Jesus’ statement tells us two vital things about the meaning of life.  First, the meaning of life can only come from “above.”  It has to be something over you.  It has to be something bigger than you.  You can’t find true meaning in life based on you, your own experiences, and your own meanings.  You are not big enough to sustain true meaning of life.

That’s what Grant and Nicodemus had tried and failed doing.  Their meaning of life wasn’t over them, or bigger than themselves.  If your meaning in life is bigger than you—over you—then when you have a bad day, or get a negative diagnosis, or whatever, you determine the little meanings of those events by the larger meaning of life that is over you and covers you.  The true meaning of life is born from above—top down.

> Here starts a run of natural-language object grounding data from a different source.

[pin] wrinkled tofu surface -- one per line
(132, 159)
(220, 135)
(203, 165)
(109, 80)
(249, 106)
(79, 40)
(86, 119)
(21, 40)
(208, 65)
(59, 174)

And the other thing we learn about the meaning of life from Jesus’ statement to Nicodemus is that it has to be about God’s kingdom.  It’s so important to hear this statement of Jesus:  “...before you can see God’s kingdom.”  The meaning of life ultimately has to do with seeing God’s kingdom—God’s activity—in your life.

So, when you experience an everyday or catastrophic event, the question is not, “What does this mean...to me?”  The better question is, “How am I seeing God and God’s kingdom at work in this event?”  The best, over-arching meaning of life has to do with the vision—the seeing—of God’s kingdom all around you and through you.

Jesus said in the Sermon on the Mount, “But seek ye first the kingdom of God, and his righteousness; and all these things shall be added unto you.”  In one sentence, there is the meaning of life.  It is one meaning of life for all people in all situations.  It is top down.  It is over-arching.  It has to do with that which is much bigger than ourselves.  It keeps our focus outward—looking for/seeing God’s kingdom and God’s activity, rather than inward on our selves.

Can you imagine what a huge world opens up when you start seeing the kingdom of God—the activity of God—all around you?  Can you imagine how your world changes if you seek the kingdom of God first?  Not just in your life, but in all that is happening.  Can you imagine the meaning in life that can be had when its absolutely about the kingdom of God, and not about your own puny, little kingdom?

if you seek first the kingdom—the activity—of God in and around your life, you won’t be leaning on your pastor’s office door asking about the meaning of life.